Building Beatdown
Dallas architecture expert rebukes LA Times bashing of Perot Museum
In case you missed it — which seems doubtful, because it was in the Los Angeles Times, and you read that every day, right? — architecture critic Christopher Hawthorne said some mean things about the new Perot Museum of Nature and Science.
Hawthorne takes the Perot to task for being a trophy building for architect Thom Mayne and his California firm Morphosis, describing the building as “a largely windowless crypt, a cube lifted dramatically above the streets around it and wrapped in puckered and striated precast concrete panels.”
But Hawthorne is just getting warmed up. He’s moving Perot around the ring, dictating with jab after jab. He throws a right cross and says, “It is a thoroughly cynical piece of work, a building that uses a frenzy of architectural forms to endorse the idea that architecture, in the end, is mere decoration.”
Architecture critic Christopher Hawthorne takes the Perot to task for being a trophy building for architect Thom Mayne, describing it as “a largely windowless crypt.”
Hawthorne goes on to pick apart the museum piece by piece, working the body when he says, “The building’s apparent radicalism is tacked on, its braggadocio paper-thin.”
He chronicles the plight of those that must park in a lot “squeezed under the long concrete bar of a freeway onramp” before moving on to the lobby.

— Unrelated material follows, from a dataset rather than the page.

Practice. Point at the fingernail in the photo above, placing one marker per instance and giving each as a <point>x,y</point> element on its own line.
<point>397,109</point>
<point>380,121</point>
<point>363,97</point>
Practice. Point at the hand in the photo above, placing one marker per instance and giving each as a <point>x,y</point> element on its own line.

Here, he sounds like he could almost like the escalator ride with the view of downtown — before he winks and lands a left hook with, “It doesn’t take long, though, to realize that this entry sequence represents a ghettoized architecture, fully sealed off from the exhibits.”
Damn, someone get the Perot Museum directions to the nearest burn center. I’m cherry-picking the worst of the worst, but the whole thing goes on like this, alternating between bashing the Perot and generally shitting on Mayne while also criticizing the lack of cohesion between the exterior and interior.
I’m trying to keep a level head about an architecture critic writing about a building, because that’s his job. And even though I drive by the thing every day on the way to work, I’ve yet to go inside or really explore the building, so it’s hard to disagree with what he says. Also, I know very, very little about architecture, and what I do know mostly has to do with Gothic churches in Europe.
But Hawthorne, you better watch your back. You don’t get to say that kind of stuff about our buildings. Only we can say that kind of stuff about our buildings.
Which is why I asked CultureMap’s architecture expert, UT Arlington architecture professor Kate Holliday — who just got back from speaking at an art deco conference in Havana — what she thought about Hawthorne’s takedown. In her own words:
Christopher has some good points, especially in the building’s hostility to its surroundings. It’s yet another siloed, unconnected monolith in a neighborhood that has plenty of them already.
Because Mayne has made a name for himself trading on ideas of ‘combinatory urbanism,’ it’s a particularly egregious mistake to seal the building off from the city so effectively. There’s just no excuse for this, particularly after the good discussions that have happened about the failures of the Arts District buildings to create a dynamic, interactive, rich urban space around themselves.
But I do think he’s too hard on the design of the façade. Given how much attention has been paid recently to the concrete architecture of the ’60s and ’70s and how unloved much of it is, I actually welcome the use of molded, sculptural concrete panels. It’s pure ornament, yes, but I don’t see anything wrong with that at all.
Concrete is a fluid, after all, before it sets, and to see it spread across the surface is joyous in its own way. I do see the argument that it would have been good for that striated, extruded feeling to extend to the interior from a design perspective — but from the perspective of a 10-year-old (a.k.a. my son) no one cares at all. They just love the dinosaur races and the gem room.
That’s how you diffuse an architectural bomb right there. And now I have to go to the Perot because I had no idea there was a gem room. From the sound of it, Hawthorne missed it when he was there too.